The warning from Andrew Broad, member for the Victorian seat of Mallee, is the first public sign of a move against Joyce since his affair with a staffer was revealed.
Earlier today speaking from Washington, Prime Minister Malcolm Turnbull dodged questions about whether he wanted Joyce to remain as the Nationals leader.
"Barnaby Joyce is the leader of the National Party of Australia. As leader of the National Party of Australia in a Coalition government, he is my Deputy Prime Minister," Turnbull said.
"The leadership of the National Party is a matter for the National Party and I've been at great pains to stress that I have not, nor has my party, sought to influence in any way the deliberations of the National Party, any more than I'd expect the National Party to seek to influence deliberations of the Liberal Party."
Turnbull was accused of making "a shocking error of judgment" with Joyce, who has four daughters and back by calling the prime minister "inept".
Colleagues of Joyce were reportedly growing increasingly frustrated with his handling of the scandal.
Yesterday, the Nationals confirmed a formal sexual harassment complaint had been made against Joyce.
"The Federal Party can confirm a formal complaint has been received," Nationals federal director Ben Hindmarsh said in a statement. "All complaints are taken seriously and treated with strict confidentiality and given due process."

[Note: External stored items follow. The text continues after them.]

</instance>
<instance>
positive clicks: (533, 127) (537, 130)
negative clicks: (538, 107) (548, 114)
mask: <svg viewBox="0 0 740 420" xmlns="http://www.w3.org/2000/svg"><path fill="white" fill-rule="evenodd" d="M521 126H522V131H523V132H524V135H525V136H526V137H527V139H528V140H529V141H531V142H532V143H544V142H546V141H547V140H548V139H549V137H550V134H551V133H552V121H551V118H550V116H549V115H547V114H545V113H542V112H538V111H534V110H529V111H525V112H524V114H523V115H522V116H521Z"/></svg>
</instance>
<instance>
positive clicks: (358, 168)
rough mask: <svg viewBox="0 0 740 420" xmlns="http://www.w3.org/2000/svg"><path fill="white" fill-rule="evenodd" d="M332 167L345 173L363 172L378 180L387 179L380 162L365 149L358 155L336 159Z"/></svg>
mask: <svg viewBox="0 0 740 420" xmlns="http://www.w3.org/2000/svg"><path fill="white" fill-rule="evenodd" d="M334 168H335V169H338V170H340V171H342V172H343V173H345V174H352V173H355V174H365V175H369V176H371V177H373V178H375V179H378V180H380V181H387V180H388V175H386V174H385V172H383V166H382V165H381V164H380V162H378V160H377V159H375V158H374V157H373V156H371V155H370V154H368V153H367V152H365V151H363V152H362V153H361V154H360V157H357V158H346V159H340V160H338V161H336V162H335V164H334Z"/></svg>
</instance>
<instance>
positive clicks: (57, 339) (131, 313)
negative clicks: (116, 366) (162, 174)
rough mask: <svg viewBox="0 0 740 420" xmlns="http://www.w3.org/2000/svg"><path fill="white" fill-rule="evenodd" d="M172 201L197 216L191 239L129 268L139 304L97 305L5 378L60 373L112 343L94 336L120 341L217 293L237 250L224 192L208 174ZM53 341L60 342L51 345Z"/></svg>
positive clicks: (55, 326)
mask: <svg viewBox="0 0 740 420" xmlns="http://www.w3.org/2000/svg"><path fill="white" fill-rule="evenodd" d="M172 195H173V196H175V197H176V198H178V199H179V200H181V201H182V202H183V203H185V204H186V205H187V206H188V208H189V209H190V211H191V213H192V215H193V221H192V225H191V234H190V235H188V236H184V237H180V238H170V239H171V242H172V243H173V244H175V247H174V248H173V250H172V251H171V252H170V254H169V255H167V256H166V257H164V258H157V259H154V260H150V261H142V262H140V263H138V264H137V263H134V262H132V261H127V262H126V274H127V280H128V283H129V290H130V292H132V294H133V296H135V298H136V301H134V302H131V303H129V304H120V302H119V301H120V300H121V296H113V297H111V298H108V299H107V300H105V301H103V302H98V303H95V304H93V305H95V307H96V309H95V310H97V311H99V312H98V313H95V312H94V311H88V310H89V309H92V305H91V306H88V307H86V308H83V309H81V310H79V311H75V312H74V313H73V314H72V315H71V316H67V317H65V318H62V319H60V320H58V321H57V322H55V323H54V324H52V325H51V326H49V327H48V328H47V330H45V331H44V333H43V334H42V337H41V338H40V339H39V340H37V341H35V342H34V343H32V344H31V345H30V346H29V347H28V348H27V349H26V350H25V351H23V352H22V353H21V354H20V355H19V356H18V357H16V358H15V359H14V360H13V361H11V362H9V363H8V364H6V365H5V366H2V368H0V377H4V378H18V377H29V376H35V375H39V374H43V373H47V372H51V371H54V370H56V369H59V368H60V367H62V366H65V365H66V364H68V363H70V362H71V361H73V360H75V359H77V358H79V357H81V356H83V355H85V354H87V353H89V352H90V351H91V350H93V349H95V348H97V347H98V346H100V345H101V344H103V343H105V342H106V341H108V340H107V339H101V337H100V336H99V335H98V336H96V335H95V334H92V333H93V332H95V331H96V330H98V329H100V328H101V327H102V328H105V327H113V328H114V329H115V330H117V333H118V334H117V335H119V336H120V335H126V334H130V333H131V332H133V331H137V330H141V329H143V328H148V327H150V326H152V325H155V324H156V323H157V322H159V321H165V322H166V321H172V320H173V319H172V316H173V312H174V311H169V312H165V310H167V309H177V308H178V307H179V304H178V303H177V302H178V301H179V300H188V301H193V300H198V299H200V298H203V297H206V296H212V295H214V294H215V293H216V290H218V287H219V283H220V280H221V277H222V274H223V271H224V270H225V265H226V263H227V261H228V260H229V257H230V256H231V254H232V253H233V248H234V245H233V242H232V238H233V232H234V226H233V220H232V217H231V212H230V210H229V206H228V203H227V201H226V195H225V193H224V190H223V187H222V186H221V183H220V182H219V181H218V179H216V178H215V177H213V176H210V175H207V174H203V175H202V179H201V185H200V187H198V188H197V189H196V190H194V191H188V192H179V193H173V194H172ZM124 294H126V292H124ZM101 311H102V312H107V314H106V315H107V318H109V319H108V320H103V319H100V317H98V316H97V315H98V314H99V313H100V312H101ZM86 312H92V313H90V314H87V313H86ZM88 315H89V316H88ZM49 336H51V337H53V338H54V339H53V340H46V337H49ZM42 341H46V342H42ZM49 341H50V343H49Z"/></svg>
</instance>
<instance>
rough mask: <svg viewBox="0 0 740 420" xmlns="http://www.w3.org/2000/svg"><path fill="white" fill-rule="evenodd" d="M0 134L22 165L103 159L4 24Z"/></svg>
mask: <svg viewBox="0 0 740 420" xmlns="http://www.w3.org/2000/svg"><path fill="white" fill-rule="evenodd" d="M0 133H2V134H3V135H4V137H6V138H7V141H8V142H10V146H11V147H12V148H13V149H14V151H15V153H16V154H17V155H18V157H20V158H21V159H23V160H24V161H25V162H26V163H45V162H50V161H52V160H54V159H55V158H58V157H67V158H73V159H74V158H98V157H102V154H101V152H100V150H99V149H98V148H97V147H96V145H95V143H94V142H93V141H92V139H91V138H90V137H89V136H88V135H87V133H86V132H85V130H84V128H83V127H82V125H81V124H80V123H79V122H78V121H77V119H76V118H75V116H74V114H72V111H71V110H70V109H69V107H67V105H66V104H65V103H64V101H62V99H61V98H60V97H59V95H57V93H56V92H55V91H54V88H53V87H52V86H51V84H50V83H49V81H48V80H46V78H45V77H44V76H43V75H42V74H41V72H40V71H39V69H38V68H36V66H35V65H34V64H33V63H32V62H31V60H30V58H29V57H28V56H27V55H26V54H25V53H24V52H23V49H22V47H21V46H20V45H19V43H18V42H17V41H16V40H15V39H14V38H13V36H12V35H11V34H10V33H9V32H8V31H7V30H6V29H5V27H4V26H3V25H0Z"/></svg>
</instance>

Nationals MP Michael McCormack has been tipped as the next Nationals leader.
While Broad's comments yesterday marked the first time a Nationals MP has publicly turned on Joyce, the National Party in Western Australia earlier this week effectively told him to resign.
In a statement, Mia Davies, the leader of the Nationals in WA, said she had contacted Joyce to tell him he was causing "ongoing damage" to the party and his position as Federal Leader was "no longer tenable".
"Mr Joyce's actions have caused pain for his family but it is the ongoing damage he is causing The Nationals organisation that is of greatest concern to me as WA Leader," Davies said.
"The Nationals brand across Western Australia has suffered as a result of Mr Joyce's actions and he has become a distraction at both a federal and state level.
"My parliamentary colleagues and I have urged Mr Joyce to consider his position as leader in the best interests of the federal party and state branches.
"It is the view of the Parliamentary National Party of Western Australia that Joyce's position as a Federal Leader is no longer tenable."
It all comes as the Deputy PM and Campion said they feared their baby son would be viewed "somehow less worthy than other children", in an interview with Fairfax Media.
The couple claimed they had been "forced out" of their rent-free townhouse in Armidale due to media intrusion as they appealed to politicians and members of the public to give them privacy.
"It's time to move on," the Nationals Leader told Fairfax Media.